I also keep a short glossary I can share at the start of the case. Terms like standard of review, preservation, harmless error, and en banc lose their ambiguity when defined in three or four clear sentences. It reduces friction later and empowers clients to ask sharper questions. That is the point of communication: to create a client who is a partner in judgment.

When to say no

Saying no is part of honest communication. Sometimes a prospective appeal is not worth the cost. Maybe the standard of review is fatal, the error is harmless given the record, or the remedy would not improve the client’s position in a concrete way. An experienced appellate lawyer should explain that clearly and back it with references to the record and law. I have had clients thank me for declining a case because the explanation armed them for internal conversations with boards or family. You do not build a practice by filing every notice. You build it by guiding decisions with discipline.

A simple framework clients can rely on

To make communication concrete, I often share a compact framework at the start. It has served me well across civil and criminal appeals.

    What just happened: a two-sentence summary anchored in the docket or record. What it means: a short explanation of how this event changes, or does not change, our plan. What we need from you: any decision or document, with a date. What comes next: the next milestone and a realistic window.

This structure keeps emails readable and calls focused. It also creates consistency across months of work so the client never wonders whether they missed something.

The appellate lawyer’s voice

Tone matters. Clients can tell when an appeals attorney enjoys the work and takes pride in the craft. That confidence is not swagger, it is steadiness. It shows up in how you talk about risk, in how you politely decline to add a doomed issue, in how you prepare for oral argument without promising a particular judge will side with you. A steady voice calms clients more than any number of adjectives.

There is a reason many trial lawyers hire appellate attorneys to handle post-trial motions and appeals even in cases they know perfectly well: the appellate voice is different. It trades speed for precision, volume for calibration. Communication follows suit. The best updates feel like the briefs they foreshadow, clean and disciplined, with the right facts in the right order and no unnecessary flourishes.

Closing the loop after the opinion

When the decision arrives, communication does not end with the result. If we win, we discuss implementation. On a remand, I coordinate with trial counsel to ensure the mandate is understood and the posture in the trial court reflects the appellate instructions. If we lose, we talk about whether rehearing is worth it. I walk through criteria, not just emotion. Did the panel misstate a material fact, overlook a controlling authority, or create a conflict with existing precedent. If not, rehearing is usually a long shot. If the case has broader implications, I discuss whether to invite amici on further review.

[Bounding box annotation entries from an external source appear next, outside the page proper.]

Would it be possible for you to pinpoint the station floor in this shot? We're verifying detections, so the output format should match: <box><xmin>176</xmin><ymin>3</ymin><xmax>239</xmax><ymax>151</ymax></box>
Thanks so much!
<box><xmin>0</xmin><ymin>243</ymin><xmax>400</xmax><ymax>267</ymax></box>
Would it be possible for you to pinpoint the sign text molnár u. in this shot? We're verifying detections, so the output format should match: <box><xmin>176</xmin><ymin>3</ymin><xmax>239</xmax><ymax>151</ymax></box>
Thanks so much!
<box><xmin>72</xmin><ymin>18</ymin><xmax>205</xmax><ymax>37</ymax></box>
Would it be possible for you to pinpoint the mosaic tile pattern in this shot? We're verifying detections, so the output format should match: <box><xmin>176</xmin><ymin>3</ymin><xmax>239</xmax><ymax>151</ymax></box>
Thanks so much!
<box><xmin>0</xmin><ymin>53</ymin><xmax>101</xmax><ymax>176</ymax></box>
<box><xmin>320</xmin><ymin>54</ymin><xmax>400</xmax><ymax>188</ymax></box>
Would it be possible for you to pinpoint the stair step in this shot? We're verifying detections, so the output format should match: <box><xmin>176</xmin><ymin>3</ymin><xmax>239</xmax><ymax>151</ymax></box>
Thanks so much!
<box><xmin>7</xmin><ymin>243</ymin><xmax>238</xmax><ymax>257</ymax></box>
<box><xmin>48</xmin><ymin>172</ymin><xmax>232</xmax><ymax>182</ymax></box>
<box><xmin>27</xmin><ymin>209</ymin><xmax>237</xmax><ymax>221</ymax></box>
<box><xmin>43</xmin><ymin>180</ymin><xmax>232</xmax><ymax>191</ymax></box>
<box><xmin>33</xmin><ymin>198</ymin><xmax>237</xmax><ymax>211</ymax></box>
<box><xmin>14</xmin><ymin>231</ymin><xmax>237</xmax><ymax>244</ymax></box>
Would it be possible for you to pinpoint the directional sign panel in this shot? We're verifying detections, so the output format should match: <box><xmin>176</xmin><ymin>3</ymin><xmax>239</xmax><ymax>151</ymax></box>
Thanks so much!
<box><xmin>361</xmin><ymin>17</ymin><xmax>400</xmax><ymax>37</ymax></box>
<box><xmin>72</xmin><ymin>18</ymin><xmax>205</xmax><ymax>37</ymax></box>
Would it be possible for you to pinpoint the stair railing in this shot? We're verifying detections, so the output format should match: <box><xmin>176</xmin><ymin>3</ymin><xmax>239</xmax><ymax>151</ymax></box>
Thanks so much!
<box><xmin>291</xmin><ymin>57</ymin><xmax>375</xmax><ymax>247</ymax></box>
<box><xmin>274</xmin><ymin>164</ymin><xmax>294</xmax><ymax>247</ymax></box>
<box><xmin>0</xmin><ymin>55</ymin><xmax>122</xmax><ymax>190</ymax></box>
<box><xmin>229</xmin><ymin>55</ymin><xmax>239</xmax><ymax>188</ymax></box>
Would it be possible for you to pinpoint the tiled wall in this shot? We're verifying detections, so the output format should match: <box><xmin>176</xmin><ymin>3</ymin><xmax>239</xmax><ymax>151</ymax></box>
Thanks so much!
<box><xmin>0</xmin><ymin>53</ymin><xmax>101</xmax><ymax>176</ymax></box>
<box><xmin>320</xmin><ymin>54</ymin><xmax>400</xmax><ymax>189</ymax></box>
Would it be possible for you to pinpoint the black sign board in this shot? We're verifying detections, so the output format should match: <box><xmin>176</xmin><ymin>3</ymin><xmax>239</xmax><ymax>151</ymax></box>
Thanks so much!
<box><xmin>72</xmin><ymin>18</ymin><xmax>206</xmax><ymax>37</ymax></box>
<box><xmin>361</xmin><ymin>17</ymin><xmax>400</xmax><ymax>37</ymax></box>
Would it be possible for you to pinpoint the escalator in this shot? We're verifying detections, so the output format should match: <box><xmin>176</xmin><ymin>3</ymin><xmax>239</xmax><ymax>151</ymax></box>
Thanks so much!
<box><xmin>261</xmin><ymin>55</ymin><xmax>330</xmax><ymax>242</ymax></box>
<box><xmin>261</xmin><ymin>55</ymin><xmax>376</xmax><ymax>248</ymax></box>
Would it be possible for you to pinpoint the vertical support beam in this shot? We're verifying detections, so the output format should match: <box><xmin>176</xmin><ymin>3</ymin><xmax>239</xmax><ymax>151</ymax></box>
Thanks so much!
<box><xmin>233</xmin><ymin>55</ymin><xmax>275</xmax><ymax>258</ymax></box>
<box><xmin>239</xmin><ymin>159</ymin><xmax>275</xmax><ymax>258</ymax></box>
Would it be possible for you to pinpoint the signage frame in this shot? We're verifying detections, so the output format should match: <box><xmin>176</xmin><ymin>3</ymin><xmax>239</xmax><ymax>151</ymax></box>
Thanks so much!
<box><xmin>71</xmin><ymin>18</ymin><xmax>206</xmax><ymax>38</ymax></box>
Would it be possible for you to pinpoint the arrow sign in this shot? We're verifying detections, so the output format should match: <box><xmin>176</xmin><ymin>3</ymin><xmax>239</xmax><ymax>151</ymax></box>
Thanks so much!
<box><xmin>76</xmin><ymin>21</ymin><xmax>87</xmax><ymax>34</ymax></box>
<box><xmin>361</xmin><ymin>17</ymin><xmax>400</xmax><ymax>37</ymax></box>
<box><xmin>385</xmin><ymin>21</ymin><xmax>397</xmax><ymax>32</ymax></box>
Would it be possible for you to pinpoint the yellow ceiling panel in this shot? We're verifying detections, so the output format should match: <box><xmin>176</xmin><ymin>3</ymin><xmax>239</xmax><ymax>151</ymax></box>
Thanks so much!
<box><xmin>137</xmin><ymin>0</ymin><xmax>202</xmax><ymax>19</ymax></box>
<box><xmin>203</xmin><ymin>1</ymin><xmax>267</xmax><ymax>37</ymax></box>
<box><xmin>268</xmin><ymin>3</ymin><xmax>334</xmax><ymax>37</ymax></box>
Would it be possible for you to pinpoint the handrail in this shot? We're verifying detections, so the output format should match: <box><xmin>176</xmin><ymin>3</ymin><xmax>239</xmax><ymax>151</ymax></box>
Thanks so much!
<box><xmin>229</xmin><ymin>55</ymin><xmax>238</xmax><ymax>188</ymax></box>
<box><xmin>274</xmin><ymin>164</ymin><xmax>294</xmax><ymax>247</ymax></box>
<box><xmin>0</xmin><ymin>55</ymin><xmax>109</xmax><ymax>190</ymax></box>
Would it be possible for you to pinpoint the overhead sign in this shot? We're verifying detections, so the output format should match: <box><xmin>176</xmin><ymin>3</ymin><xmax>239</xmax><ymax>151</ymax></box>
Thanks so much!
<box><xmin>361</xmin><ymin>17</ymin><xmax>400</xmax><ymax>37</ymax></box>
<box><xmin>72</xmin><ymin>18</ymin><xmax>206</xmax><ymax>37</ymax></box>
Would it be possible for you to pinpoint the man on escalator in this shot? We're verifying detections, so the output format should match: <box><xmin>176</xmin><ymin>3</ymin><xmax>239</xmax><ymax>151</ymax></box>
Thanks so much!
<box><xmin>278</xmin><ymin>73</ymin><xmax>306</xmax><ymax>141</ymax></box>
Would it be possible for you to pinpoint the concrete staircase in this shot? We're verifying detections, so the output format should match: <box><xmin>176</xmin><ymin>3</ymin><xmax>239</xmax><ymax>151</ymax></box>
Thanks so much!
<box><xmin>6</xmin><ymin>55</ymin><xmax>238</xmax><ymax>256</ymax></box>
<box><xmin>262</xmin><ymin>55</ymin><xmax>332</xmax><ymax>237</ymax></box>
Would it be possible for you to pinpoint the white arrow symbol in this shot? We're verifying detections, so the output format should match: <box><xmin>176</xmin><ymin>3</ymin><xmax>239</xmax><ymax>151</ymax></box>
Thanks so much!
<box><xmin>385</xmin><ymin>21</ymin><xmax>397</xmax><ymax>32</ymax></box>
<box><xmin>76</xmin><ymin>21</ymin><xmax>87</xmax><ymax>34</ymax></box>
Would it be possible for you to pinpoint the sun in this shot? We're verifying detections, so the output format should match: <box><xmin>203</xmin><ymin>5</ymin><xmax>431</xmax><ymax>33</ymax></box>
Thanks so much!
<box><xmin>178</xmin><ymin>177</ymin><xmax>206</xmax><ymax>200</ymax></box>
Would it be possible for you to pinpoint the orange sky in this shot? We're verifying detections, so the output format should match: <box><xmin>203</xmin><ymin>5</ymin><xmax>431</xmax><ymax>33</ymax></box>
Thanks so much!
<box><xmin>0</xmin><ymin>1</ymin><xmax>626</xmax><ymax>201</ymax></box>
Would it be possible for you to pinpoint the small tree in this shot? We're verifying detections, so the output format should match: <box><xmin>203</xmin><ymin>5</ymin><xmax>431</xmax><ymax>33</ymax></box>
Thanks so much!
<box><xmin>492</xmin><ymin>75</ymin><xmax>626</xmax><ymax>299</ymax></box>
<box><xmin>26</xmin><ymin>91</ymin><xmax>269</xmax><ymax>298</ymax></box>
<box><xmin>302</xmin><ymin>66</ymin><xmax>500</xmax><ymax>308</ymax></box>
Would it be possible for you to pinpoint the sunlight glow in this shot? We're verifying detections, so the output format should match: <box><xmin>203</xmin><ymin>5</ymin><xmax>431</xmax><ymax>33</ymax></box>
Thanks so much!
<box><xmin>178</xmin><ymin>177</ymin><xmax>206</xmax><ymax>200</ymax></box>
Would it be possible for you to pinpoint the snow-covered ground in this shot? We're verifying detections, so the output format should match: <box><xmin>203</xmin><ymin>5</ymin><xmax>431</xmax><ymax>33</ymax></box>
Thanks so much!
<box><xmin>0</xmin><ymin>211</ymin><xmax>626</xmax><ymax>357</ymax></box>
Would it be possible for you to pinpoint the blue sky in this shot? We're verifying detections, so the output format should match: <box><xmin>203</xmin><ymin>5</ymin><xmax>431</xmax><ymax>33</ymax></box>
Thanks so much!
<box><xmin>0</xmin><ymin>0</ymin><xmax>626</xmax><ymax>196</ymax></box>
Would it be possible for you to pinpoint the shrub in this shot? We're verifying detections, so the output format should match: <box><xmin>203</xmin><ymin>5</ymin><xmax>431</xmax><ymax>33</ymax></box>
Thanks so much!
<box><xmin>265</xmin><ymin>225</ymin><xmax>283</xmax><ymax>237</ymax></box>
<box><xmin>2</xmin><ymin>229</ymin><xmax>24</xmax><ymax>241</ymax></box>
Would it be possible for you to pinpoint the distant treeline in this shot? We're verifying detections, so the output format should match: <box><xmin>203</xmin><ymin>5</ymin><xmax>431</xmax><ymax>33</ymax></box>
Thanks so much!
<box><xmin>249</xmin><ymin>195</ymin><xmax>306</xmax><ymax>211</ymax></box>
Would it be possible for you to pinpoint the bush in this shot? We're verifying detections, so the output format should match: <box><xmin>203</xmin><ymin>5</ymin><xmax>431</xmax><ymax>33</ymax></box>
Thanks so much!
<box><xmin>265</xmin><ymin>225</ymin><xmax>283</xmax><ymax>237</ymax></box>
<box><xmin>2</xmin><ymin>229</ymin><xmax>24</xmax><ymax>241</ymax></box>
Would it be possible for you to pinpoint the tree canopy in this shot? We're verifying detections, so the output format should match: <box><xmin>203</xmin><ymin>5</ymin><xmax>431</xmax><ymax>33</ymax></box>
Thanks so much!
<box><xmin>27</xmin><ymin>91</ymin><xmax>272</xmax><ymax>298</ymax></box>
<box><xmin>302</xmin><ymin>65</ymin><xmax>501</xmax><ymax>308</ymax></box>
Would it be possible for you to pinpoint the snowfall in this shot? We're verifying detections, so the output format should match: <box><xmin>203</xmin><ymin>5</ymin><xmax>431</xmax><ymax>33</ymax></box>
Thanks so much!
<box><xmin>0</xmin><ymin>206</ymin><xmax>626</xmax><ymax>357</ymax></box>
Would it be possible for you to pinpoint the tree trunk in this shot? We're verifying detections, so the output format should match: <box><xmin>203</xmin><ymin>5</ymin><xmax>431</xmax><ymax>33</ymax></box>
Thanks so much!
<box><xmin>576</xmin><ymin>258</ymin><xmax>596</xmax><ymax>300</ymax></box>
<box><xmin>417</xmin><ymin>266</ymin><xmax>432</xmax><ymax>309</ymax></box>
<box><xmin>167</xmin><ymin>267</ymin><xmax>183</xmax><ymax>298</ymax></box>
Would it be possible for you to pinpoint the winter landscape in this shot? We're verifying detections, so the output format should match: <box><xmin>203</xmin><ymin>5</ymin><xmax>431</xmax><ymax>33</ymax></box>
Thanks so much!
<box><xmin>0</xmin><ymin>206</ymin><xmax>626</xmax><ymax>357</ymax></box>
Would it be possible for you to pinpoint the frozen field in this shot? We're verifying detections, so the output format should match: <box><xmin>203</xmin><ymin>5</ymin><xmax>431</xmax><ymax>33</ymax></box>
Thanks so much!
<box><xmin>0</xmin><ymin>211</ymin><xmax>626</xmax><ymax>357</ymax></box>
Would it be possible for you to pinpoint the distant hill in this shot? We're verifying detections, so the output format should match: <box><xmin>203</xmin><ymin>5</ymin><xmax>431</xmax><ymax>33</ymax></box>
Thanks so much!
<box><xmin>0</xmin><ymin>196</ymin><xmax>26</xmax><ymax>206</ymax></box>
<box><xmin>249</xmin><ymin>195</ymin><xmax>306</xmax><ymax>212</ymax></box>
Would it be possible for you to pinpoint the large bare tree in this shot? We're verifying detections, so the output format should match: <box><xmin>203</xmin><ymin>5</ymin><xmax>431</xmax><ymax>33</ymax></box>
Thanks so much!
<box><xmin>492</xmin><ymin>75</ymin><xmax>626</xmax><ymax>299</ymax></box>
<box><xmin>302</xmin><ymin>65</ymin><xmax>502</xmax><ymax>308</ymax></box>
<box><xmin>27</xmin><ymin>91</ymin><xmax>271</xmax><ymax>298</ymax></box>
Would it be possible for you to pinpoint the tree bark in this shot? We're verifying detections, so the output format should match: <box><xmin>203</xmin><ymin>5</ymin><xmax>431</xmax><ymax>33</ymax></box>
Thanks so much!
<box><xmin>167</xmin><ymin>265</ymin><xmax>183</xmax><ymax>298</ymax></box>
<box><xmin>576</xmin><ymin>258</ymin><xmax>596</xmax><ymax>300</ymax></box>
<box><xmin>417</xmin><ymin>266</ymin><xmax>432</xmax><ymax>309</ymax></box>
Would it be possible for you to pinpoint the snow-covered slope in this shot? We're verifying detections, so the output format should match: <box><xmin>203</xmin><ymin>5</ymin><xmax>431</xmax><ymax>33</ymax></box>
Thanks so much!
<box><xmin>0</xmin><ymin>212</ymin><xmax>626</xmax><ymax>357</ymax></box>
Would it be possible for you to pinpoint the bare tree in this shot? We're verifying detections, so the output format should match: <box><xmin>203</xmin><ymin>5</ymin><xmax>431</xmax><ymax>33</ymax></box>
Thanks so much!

Even when there is no next step, I send a closing letter that summarizes what we did, attaches the key documents, and outlines any practical obligations, like costs or bonds that might be released. It gives the client a complete file and a sense of completion. Appeals can feel amorphous. A clean ending is part of good communication.

The quiet metric that matters

There is a metric I watch that does not appear on a docket sheet. It is how often clients call just to ask what is going on. If that number is high, my communication is failing. The right rhythm, clarity, and tone reduce those calls. When clients do call, the questions are sharper, the conversations shorter, and the decisions better. That is not an accident. It is the product of a discipline that treats communication as a core component of appellate litigation, not a courtesy layered on top.

Appellate work is complex, but the communication principles are simple: set the map, narrate the journey honestly, and tie every update to the choices a client must make. Do that, and clients will feel guided rather than carried, informed rather than overwhelmed. That is the attorney’s approach that endures across courts, cases, and years.